113  

Where your statics go depends on if they are 0 initialized or not. 0 initialized static data goes in .BSS (Block Started by Symbol), non 0 initialized data goes in .DATA

静态的位置取决于它们是否为0初始化。初始化静态数据进入。bss(由符号开始的块)，未初始化的数据进入。data

89  

When a program is loaded into memory, it’s organized into different segments.

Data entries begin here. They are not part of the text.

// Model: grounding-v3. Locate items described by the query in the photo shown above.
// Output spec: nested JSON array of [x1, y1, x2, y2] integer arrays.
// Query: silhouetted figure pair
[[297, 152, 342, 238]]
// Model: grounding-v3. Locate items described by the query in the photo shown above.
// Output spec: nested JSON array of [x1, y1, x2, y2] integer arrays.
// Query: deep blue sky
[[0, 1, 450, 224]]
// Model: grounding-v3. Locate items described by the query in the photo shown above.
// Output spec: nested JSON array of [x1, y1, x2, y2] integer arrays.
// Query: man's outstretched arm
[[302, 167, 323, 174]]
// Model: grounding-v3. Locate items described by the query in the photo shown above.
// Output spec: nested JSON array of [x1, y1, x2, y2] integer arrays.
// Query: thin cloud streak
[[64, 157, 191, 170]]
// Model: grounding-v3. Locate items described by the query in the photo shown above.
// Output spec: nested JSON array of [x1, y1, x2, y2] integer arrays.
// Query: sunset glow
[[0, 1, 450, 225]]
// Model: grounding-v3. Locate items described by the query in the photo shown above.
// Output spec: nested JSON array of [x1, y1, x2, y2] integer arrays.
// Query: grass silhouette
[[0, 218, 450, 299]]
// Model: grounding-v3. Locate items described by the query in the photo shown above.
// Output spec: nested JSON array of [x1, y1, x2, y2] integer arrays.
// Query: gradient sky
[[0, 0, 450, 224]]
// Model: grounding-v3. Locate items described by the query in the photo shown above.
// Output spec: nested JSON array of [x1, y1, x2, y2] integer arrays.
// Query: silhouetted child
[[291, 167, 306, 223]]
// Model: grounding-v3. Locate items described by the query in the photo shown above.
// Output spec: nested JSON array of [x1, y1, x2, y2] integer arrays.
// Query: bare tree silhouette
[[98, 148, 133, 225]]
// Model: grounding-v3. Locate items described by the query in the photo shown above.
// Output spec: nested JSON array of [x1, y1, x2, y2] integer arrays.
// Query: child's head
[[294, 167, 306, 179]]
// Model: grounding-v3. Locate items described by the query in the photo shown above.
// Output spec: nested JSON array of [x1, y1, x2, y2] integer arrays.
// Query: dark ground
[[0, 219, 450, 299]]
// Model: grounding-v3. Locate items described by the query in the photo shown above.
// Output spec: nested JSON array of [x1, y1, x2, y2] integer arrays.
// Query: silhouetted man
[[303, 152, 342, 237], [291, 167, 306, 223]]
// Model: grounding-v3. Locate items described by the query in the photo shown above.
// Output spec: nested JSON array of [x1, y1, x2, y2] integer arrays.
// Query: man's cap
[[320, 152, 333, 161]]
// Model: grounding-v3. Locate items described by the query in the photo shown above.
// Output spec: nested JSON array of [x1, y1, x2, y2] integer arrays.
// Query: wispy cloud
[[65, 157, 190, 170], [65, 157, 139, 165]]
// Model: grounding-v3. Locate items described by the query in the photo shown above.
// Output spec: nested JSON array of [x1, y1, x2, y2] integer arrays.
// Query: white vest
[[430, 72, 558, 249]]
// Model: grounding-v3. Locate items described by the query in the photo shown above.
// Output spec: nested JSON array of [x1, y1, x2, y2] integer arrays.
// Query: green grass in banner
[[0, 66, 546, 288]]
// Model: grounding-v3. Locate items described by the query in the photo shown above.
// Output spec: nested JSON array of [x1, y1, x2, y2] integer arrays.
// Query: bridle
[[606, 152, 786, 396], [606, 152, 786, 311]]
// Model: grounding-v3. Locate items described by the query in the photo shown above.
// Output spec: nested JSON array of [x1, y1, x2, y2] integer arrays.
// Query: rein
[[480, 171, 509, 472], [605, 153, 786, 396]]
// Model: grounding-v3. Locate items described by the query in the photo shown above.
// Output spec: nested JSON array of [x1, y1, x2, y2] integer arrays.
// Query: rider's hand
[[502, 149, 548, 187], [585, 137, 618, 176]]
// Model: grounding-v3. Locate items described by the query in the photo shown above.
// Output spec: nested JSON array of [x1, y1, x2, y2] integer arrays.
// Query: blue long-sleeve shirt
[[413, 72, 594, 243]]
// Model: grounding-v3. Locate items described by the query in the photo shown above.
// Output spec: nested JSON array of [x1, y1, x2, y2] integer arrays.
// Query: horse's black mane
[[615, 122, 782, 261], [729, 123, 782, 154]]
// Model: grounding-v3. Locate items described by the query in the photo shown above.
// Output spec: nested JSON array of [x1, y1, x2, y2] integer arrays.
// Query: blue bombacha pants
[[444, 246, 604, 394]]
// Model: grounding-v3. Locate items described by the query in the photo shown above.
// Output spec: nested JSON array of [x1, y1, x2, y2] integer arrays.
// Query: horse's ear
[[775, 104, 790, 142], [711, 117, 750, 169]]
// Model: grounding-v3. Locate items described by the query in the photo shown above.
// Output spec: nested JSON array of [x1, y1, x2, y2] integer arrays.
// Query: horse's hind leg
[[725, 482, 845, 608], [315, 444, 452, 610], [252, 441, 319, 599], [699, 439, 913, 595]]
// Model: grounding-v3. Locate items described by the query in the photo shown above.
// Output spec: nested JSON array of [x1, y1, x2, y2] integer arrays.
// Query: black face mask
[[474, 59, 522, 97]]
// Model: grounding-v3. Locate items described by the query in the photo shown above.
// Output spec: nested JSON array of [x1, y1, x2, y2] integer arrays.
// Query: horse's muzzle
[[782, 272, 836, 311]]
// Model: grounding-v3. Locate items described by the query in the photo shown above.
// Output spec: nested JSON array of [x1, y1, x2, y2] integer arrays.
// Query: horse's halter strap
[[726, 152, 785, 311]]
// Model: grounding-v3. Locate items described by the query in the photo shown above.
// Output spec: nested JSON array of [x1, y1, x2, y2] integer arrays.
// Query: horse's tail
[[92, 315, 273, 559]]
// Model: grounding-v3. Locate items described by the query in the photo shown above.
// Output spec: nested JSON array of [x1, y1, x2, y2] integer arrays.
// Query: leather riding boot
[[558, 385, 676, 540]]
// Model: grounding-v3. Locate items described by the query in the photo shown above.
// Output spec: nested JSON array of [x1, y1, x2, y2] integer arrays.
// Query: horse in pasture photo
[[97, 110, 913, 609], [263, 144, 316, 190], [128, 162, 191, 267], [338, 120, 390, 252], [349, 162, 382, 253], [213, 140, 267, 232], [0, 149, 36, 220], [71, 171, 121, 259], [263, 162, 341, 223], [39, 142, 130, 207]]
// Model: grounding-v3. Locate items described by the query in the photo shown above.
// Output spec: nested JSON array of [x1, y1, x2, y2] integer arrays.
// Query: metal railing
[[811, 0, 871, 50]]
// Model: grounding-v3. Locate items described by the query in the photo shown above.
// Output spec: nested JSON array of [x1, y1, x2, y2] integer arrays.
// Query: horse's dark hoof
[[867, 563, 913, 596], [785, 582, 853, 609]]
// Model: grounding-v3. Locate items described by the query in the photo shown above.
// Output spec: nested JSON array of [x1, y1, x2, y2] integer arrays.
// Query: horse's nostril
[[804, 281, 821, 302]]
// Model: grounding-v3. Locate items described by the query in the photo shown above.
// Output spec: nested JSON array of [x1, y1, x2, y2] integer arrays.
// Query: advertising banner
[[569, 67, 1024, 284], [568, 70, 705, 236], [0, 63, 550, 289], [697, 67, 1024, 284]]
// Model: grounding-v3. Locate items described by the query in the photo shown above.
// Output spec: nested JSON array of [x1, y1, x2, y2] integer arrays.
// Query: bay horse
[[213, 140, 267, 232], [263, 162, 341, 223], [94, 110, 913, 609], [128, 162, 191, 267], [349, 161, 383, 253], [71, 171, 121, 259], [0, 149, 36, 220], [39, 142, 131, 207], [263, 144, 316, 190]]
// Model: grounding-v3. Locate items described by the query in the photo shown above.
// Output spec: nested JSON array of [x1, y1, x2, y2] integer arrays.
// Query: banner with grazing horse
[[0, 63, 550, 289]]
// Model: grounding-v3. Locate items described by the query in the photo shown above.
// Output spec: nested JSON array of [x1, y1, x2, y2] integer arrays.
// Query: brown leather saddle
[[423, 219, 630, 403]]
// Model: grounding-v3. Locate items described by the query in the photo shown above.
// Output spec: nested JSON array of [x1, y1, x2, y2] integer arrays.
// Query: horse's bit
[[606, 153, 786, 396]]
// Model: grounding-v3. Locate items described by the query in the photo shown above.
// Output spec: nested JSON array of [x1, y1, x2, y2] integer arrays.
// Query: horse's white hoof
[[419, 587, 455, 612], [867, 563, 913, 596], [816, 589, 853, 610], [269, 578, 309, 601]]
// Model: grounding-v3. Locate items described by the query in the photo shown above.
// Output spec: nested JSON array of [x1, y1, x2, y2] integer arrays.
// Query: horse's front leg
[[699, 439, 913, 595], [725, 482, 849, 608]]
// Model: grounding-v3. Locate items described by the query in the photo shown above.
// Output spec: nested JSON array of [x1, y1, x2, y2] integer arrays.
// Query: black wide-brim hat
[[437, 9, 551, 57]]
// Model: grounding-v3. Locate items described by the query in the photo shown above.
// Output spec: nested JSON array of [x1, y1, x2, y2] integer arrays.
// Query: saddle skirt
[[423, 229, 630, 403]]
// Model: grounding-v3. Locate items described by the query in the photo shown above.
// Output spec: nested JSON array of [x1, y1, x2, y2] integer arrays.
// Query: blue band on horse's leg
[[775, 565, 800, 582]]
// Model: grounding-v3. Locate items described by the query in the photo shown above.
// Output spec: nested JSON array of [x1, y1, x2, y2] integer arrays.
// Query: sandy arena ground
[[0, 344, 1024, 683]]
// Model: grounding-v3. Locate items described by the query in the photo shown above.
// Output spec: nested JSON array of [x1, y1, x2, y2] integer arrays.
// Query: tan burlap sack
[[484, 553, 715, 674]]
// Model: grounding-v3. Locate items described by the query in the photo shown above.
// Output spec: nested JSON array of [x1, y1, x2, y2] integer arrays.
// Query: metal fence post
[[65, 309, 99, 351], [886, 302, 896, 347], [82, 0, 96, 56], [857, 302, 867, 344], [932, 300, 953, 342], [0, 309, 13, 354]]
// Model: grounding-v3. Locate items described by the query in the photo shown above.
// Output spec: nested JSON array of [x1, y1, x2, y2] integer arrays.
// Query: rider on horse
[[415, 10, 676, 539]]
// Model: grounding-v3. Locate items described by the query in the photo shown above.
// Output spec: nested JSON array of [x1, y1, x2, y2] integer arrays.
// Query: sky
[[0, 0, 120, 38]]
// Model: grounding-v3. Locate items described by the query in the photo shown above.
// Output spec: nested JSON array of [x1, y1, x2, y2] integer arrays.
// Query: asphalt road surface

One of the segment is DATA segment. The Data segment is further sub-divided into two parts:

Initialized data segment: All the global, static and constant data are stored here.
Uninitialized data segment(BSS): All the uninitialized data are stored in this segment.

当一个程序被加载到内存中时，它被组织成不同的段。其中一段是数据段。数据段进一步细分为两个部分:初始化数据段:在这里存储所有全局数据、静态数据和常量数据。未初始化数据段(BSS):所有未初始化的数据都存储在这个段中。

Here is a diagram to explain this concept:

这里有一个图表来解释这个概念:

here is very good link explaining these concepts:

这里有很好的链接来解释这些概念:

http://www.inf.udec.cl/~leo/teoX.pdf

http://www.inf.udec.cl/ ~狮子座/ teoX.pdf

27  

In fact, a variable is tuple (storage, scope, type, address, value):

事实上，变量是元组(存储、范围、类型、地址、值):

storage     :   where is it stored, for example data, stack, heap...
scope       :   who can see us, for example global, local...
type        :   what is our type, for example int, int*...
address     :   where are we located
value       :   what is our value

Local scope could mean local to either the translational unit (source file), the function or the block depending on where its defined. To make variable visible to more than one function, it definitely has to be in either DATA or the BSS area (depending on whether its initialized explicitly or not, respectively). Its then scoped accordingly to either all function(s) or function(s) within source file.

局部作用域可以指翻译单元(源文件)、函数或块的局部，这取决于它的定义。要使变量对多个函数可见，它肯定必须位于数据或BSS区域(具体取决于它是否显式地初始化)。然后它相应地作用域到源文件中的所有函数或函数。

20  

The storage location of the data will be implementation dependent.

数据的存储位置将依赖于实现。

However, the meaning of static is "internal linkage". Thus, the symbol is internal to the compilation unit (foo.c, bar.c) and cannot be referenced outside that compilation unit. So, there can be no name collisions.

然而，静态的含义是“内部链接”。因此，符号是编译单元(foo)的内部。c, bar.c)，不能在编译单元之外引用。因此，不可能有名称冲突。

11  

I don't believe there will be a collision. Using static at the file level (outside functions) marks the variable as local to the current compilation unit (file). It's never visible outside the current file so never has to have a name.

我不相信会发生碰撞。在文件级别使用static(外部函数)将变量标记为当前编译单元(文件)的本地变量。它在当前文件之外是不可见的，所以永远不用名称。

Using static inside a function is different - the variable is only visible to the function, it's just its value is preserved across calls to that function.

在函数内部使用静态变量是不同的——变量只对函数可见，它的值在对函数的调用中被保留。

In effect, static does two different things depending on where it is. In oth cases however, it limits the visibility of the variable to prevent namespace *es,

实际上，根据静态的位置，它可以做两件不同的事情。然而，在实际上，它限制了变量的可见性，以防止名称空间冲突，

Having said that, I believe it would be stored in DATA which tends to have initialized variable. The BSS originally stood for byte-set-<something> which held variables which weren't initialized.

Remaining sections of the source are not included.